Genre: Action, Platformer
Year: 2008
Developed by: HAL Laboratory
Published by: Nintendo
Platforms: DS
Feeling Like: Kirby’s Greatest Hits

You can’t go home again, said Demi Moore at the beginning of Now and Then. Wise words. I was sort of hoping this would lead me to a witty transition about how I waited way too long to play Kirby Super Star (the 1996 SNES edition) and when I finally did in 2008 (not the 1996 SNES edition), my love for Kirby had waned, or the DS port wasn’t as good, or both.

Tangent time: What’s really strange is how Kirby is marketed on box art. He’s not a symbol of masculinity, far from it. He’s a tiny little pink puff that eats things, flies over things and makes adorable and incoherent noises. Yet in an effort to…I don’t know, make him more appealing to dudes in Canada and the United States, he’s always angrier on the box compared to his Japanese version. Smiles and open mouth in the land of the rising sun, frowning and closed mouth stateside.

I thought Kirby and I would be best friends as we got older, but we’re sort of in “I should text him because we used to hang out a lot” territory. I never rush out to play the newest Kirby game. I don’t feel the same sense of mastery when playing him as I did in Kirby’s Adventure, or playing him in one of the many Smash Bros titles. I don’t want to say I’ve outgrown him, or Kirby games, because I just jumped up and down with glee upon finding out the new Naruto episode is coming out soon. Clearly, I haven’t outgrown anything.

Kirby’s on the pursuit of happiness.

Thankfully, Kirby Super Star Ultra was a complete comfort.
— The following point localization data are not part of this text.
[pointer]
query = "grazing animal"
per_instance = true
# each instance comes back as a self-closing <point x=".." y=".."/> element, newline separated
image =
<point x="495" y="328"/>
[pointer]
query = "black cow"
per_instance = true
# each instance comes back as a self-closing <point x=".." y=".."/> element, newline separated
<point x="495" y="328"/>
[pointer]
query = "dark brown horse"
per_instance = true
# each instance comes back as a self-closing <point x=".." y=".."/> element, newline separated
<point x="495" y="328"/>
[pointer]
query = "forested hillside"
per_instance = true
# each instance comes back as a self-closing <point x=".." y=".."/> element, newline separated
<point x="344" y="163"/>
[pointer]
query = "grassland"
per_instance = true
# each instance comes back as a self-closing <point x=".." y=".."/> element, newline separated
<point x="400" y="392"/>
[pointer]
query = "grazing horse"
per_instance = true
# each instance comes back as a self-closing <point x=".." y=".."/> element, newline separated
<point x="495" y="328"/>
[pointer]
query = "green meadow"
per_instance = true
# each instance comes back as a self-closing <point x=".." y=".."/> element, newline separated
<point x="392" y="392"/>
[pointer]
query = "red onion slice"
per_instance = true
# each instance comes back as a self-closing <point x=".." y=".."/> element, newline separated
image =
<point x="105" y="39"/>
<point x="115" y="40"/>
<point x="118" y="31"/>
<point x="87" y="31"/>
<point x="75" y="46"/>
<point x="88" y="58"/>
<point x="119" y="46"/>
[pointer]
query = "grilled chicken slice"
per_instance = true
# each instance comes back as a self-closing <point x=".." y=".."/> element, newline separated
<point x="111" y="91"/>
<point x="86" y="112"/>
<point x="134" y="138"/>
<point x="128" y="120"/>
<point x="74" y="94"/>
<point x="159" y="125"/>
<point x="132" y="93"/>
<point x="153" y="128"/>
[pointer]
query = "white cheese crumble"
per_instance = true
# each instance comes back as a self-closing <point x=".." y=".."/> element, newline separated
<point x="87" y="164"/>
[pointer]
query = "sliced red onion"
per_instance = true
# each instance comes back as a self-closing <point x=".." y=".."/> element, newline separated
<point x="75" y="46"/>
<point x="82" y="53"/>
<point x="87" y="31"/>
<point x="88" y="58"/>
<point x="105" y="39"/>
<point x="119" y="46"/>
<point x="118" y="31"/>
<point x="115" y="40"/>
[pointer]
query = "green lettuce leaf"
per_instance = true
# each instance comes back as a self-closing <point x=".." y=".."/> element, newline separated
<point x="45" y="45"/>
I may not be able to come home again, but I can certainly meet a friend at a coffee shop for a quick chat and be satisfied. It’s Kirby in the arena, Kirby going through a single player adventure, Kirby being a samurai, Kirby being anything you want. It’s such a diverse amount of modes, moves, characters, music and art styles that you’ll find something very quickly to entertain you.

I love how bright and colorful the graphics are. The sprites still look fantastic. The animation is a bit archaic, but it’s often hilarious. Character’s eyes bulge, Kirby poofs up like a balloon and King DeDeDe’s dismayed jaw drops about two feet down when he loses. Beautifully cartoonic.

The music has always been a highlight in the Kirby series, and how wonderfully light and energetic the audio is here. You’ve got the classic sound effects, like when Kirby jumps on a star to warp to a new area, or the flapping sounds Kirby exhausts when he takes flight. Icing on the cake for fans of the series are the additions to the DS version not previous found. I relished fighting Masked DeDeDe and controlling Meta Knight is always a treat.

I don’t rush out to play compilation games normally; they usually have a good amount of content, but always lack the pinnacle of a lengthy campaign. Thankfully, Kirby Super Star Ultra had enough to remind me how awesome Kirby games can be when they’re at their best.